И сразу обнажился в ребрах остов И стал водой пропитываться грунт… Прощай навеки, наш любимый «Остров «Грумант»!
Истинной болью и правдивостью пронизаны строки о прощании людей с кораблем, еще недавно бывшим домом.
Но люди тверды. Люди стоят. …Милая комната напоминала Мать, сошедшую с ума. Сияли зажженные люстры зала, Где в зеркалах проскользнула зима. Черный рояль, занесенный снегом, Щерился, траурен и зловещ. Как спасти его? Нечем и некем. Жаль.
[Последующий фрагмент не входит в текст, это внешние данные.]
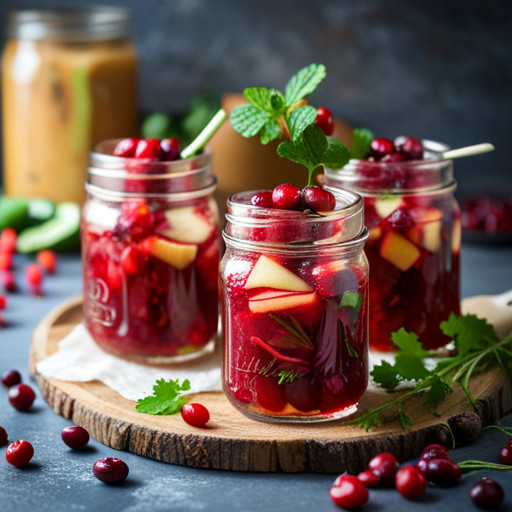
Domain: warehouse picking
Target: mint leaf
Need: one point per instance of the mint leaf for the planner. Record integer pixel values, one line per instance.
(248, 120)
(304, 83)
(361, 143)
(166, 398)
(385, 375)
(299, 119)
(469, 332)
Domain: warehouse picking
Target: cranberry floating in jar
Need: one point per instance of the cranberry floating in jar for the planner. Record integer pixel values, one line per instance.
(295, 309)
(150, 246)
(414, 243)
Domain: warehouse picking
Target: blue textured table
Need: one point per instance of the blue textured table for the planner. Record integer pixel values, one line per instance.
(59, 479)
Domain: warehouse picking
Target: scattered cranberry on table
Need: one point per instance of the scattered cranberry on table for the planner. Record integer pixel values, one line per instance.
(349, 492)
(410, 482)
(194, 414)
(3, 436)
(324, 120)
(487, 493)
(110, 470)
(75, 437)
(19, 453)
(11, 378)
(21, 396)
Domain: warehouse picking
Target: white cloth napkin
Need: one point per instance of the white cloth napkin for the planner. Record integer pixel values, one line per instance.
(80, 359)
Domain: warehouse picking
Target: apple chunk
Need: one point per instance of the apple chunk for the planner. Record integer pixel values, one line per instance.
(187, 226)
(269, 274)
(266, 302)
(177, 255)
(399, 251)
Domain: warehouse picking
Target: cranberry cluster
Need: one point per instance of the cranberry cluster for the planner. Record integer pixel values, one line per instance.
(434, 465)
(290, 197)
(485, 213)
(164, 150)
(403, 148)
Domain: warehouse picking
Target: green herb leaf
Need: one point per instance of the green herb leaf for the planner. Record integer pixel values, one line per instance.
(166, 398)
(304, 83)
(361, 143)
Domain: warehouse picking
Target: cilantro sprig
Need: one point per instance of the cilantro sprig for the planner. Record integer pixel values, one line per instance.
(165, 399)
(478, 348)
(273, 115)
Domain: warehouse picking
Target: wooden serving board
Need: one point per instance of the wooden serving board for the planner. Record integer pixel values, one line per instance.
(234, 442)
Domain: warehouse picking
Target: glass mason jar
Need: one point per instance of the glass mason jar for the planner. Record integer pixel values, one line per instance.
(68, 82)
(150, 252)
(414, 243)
(295, 310)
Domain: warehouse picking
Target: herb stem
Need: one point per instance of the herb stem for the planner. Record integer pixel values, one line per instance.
(206, 134)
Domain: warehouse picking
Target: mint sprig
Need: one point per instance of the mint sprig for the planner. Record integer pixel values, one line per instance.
(273, 115)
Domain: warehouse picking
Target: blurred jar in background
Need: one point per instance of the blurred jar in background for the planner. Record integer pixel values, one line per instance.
(68, 82)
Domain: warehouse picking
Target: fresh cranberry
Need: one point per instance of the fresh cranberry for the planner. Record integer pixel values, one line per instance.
(9, 282)
(443, 472)
(11, 378)
(110, 470)
(410, 482)
(5, 260)
(8, 240)
(196, 415)
(349, 492)
(171, 149)
(126, 147)
(369, 478)
(47, 260)
(286, 197)
(148, 148)
(410, 147)
(21, 396)
(319, 199)
(324, 120)
(19, 453)
(393, 158)
(381, 147)
(133, 261)
(506, 455)
(3, 436)
(34, 275)
(75, 437)
(386, 466)
(263, 199)
(487, 493)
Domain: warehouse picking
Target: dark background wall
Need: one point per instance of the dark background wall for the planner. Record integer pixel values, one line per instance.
(435, 69)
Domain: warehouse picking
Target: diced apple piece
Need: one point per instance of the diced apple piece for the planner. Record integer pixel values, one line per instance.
(399, 251)
(456, 236)
(187, 226)
(177, 255)
(387, 205)
(266, 302)
(269, 274)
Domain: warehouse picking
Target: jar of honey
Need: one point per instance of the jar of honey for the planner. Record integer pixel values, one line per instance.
(68, 82)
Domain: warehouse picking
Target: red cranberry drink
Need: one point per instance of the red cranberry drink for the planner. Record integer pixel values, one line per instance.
(150, 247)
(414, 243)
(295, 304)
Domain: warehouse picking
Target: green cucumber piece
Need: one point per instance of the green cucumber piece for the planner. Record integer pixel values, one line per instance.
(13, 213)
(60, 233)
(40, 210)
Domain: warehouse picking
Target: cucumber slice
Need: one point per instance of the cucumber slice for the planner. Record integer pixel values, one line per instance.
(40, 210)
(13, 213)
(60, 233)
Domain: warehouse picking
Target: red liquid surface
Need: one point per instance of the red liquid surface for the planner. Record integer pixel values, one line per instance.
(413, 251)
(294, 353)
(163, 302)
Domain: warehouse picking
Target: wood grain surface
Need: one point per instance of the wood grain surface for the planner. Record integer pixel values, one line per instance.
(234, 442)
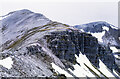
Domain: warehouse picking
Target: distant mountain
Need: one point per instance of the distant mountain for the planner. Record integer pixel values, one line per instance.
(40, 47)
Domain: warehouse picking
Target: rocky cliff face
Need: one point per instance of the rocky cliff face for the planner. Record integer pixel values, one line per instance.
(40, 47)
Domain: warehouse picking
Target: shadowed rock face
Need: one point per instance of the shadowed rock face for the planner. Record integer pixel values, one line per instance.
(65, 44)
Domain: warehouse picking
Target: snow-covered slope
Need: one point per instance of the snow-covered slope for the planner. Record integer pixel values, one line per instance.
(39, 47)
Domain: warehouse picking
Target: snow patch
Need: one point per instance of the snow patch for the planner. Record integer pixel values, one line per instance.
(7, 62)
(60, 71)
(113, 27)
(99, 35)
(114, 49)
(105, 70)
(105, 28)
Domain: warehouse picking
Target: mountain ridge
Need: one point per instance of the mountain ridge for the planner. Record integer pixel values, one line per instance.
(37, 45)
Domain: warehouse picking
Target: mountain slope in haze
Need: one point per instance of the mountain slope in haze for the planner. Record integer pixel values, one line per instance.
(39, 47)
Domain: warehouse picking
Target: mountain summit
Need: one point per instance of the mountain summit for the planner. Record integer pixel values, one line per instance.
(39, 47)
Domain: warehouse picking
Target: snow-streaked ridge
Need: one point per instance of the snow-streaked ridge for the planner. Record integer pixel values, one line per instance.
(7, 62)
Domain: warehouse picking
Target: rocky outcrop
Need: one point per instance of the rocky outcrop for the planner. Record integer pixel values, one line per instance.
(36, 44)
(65, 44)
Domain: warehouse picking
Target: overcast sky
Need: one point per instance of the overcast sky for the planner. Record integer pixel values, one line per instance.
(72, 12)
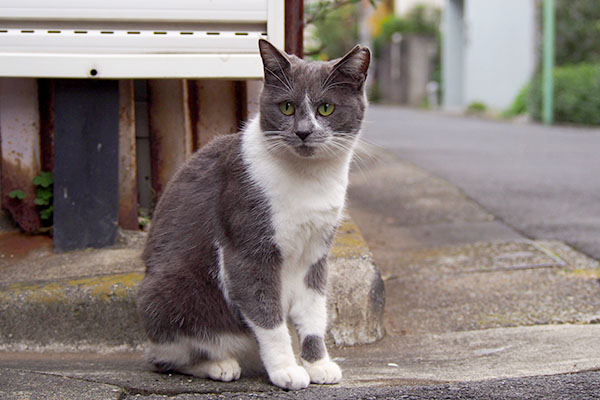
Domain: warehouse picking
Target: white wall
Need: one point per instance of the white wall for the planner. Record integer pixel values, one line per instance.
(499, 53)
(401, 7)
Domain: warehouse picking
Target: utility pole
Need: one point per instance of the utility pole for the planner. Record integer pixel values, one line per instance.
(548, 64)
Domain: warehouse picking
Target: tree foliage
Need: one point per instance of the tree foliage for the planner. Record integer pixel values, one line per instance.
(577, 31)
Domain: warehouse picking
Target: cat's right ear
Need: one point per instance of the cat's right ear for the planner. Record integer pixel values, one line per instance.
(276, 64)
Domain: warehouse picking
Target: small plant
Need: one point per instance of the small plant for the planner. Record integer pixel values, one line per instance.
(476, 107)
(144, 218)
(44, 183)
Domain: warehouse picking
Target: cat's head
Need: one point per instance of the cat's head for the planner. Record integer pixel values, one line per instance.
(312, 108)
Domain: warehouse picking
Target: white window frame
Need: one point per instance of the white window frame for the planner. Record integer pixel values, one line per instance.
(149, 39)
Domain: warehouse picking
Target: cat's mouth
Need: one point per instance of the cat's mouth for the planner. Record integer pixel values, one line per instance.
(304, 150)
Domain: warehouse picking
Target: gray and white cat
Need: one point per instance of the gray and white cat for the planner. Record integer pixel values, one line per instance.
(241, 234)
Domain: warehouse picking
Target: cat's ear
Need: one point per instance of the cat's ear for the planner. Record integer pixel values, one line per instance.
(276, 64)
(353, 67)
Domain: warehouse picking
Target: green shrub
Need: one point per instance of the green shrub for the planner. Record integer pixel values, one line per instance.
(476, 107)
(577, 31)
(576, 94)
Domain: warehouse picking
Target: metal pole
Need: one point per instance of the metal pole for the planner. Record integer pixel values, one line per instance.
(548, 64)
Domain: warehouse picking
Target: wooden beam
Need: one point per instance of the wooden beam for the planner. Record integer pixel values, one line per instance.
(20, 142)
(127, 157)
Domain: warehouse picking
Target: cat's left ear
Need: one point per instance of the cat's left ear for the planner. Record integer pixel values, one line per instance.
(353, 66)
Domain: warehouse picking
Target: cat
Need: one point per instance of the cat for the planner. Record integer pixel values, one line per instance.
(240, 237)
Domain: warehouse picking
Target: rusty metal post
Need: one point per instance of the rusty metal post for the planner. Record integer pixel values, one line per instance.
(253, 88)
(19, 131)
(294, 27)
(127, 157)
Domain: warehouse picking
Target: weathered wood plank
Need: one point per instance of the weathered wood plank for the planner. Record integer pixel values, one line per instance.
(127, 157)
(170, 131)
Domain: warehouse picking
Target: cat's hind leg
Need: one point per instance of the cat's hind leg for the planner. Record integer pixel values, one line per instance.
(309, 313)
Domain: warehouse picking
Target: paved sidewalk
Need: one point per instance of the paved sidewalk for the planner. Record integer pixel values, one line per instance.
(473, 310)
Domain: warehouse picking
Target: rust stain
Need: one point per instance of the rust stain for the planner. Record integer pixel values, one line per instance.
(127, 160)
(46, 100)
(18, 245)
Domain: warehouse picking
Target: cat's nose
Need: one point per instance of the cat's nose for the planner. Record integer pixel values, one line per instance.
(303, 134)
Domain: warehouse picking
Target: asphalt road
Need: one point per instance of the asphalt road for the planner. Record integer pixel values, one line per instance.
(543, 182)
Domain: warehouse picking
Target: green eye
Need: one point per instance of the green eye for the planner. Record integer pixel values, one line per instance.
(286, 108)
(326, 109)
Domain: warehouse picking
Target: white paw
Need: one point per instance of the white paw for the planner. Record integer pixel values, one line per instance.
(293, 378)
(226, 370)
(323, 372)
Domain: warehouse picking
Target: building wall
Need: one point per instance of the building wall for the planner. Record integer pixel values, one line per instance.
(499, 50)
(488, 51)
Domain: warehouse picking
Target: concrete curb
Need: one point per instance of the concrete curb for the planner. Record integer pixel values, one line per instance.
(97, 313)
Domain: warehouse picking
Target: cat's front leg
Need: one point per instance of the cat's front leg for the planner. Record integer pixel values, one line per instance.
(275, 346)
(309, 313)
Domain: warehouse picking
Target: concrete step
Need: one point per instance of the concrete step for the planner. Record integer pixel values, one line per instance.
(85, 300)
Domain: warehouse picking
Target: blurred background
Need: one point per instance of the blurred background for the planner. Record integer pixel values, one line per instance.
(467, 55)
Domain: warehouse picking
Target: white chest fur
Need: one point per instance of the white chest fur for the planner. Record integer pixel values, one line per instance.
(306, 198)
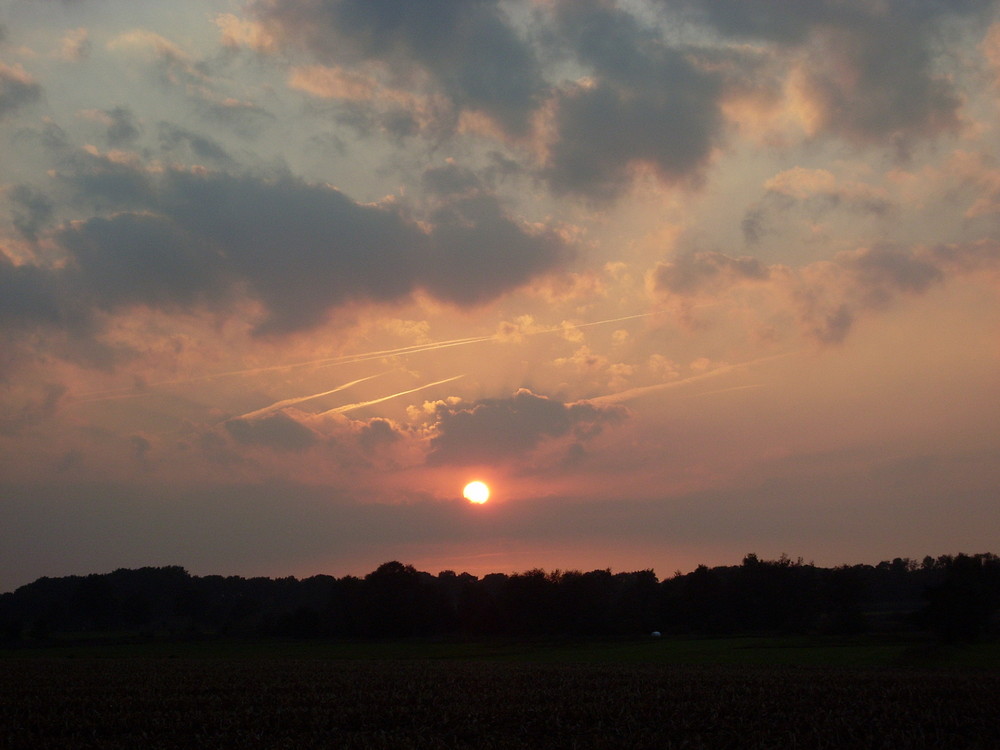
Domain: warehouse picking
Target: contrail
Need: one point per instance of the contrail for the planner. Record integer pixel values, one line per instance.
(118, 393)
(632, 393)
(351, 407)
(299, 399)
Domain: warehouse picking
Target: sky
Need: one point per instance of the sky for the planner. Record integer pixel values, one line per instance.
(679, 280)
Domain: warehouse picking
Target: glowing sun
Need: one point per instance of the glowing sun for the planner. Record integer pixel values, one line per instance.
(476, 492)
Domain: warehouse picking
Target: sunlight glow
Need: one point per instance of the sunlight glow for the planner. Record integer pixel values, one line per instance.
(476, 492)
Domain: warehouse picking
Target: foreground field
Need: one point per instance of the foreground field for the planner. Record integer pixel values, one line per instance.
(278, 702)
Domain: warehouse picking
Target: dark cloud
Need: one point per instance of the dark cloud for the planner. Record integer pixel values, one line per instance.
(243, 118)
(450, 180)
(100, 182)
(141, 259)
(493, 430)
(123, 128)
(695, 272)
(477, 251)
(829, 297)
(871, 66)
(32, 210)
(32, 296)
(17, 89)
(301, 250)
(277, 431)
(173, 137)
(885, 269)
(469, 49)
(771, 213)
(646, 105)
(40, 405)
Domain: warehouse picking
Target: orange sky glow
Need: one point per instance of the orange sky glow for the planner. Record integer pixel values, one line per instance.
(677, 281)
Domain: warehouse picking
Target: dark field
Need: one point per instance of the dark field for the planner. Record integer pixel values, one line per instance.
(450, 698)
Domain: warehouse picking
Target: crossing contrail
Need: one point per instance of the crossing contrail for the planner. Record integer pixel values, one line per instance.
(299, 399)
(345, 359)
(361, 404)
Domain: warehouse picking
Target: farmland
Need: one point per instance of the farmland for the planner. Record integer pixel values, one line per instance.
(427, 696)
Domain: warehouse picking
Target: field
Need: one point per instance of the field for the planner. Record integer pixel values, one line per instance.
(503, 695)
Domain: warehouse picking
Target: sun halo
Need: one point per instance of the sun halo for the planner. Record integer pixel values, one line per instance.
(476, 492)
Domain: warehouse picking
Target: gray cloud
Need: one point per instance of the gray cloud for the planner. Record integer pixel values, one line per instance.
(647, 104)
(173, 137)
(469, 49)
(17, 89)
(492, 430)
(695, 272)
(871, 67)
(32, 210)
(771, 213)
(300, 249)
(123, 128)
(32, 296)
(277, 431)
(829, 297)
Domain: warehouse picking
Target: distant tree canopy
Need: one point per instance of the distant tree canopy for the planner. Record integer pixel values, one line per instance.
(955, 598)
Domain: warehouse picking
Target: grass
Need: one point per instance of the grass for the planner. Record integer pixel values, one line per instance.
(788, 651)
(419, 695)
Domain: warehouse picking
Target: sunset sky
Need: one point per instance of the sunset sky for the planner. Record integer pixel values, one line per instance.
(679, 280)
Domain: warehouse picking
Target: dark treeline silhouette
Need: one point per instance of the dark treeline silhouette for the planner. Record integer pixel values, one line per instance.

Такая богатая вещь!
…И тут-то, корму занеся под зенит, Словно бы это так и задумано «Остров Грумант» на дно скользит уверено и бесшумно.
И уже настоящим реквиемом звучат последние строфы:
Священное молчанье на морях, В сугробинах залег мохнатый ветер, Сменив собою блекло-серый вечер, Над полем битвы наливался мрак. Нигде ни звука. Черная пора Не пропушит и снеговою пылью – Недаром из тумана проступили Четыре нежно-голубых пера. Сквозные, точно пальцы привиденья,
Повиснув надо льдом, который сиз,
Они как бы указывают вниз И указуют волю Провиденья.
Стоцветное негреющее пламя Переливалось над огнистым льдом.
Здесь Арктика отъявленно и прямо Вещала человечеству о том, Что никому она не покорится, Что полюса к району не свести, Что белый бриг ее – «полярный рыцарь» - Всегда на страже северной звезды. И реял стяг над дикостью пейзажа, Над летаргией вздыбленных зыбей, Пока летела траурная сажа, Черня сугробы горечью своей.
Но жизнь продолжалась.
Кричит политрук: - На льдину! За мной.
И только в рубке, наполненной ватой, Вайсберг выстукивает позывной: Говорит «Грумант». Говорит «Грумант». Иду ко дну Раздавленый льдинами … Люди здоровы Скажите Москве Что Арктика будет нашей Сейчас выключил свет Тринадцать два пятнадцать тридцать Координат нет…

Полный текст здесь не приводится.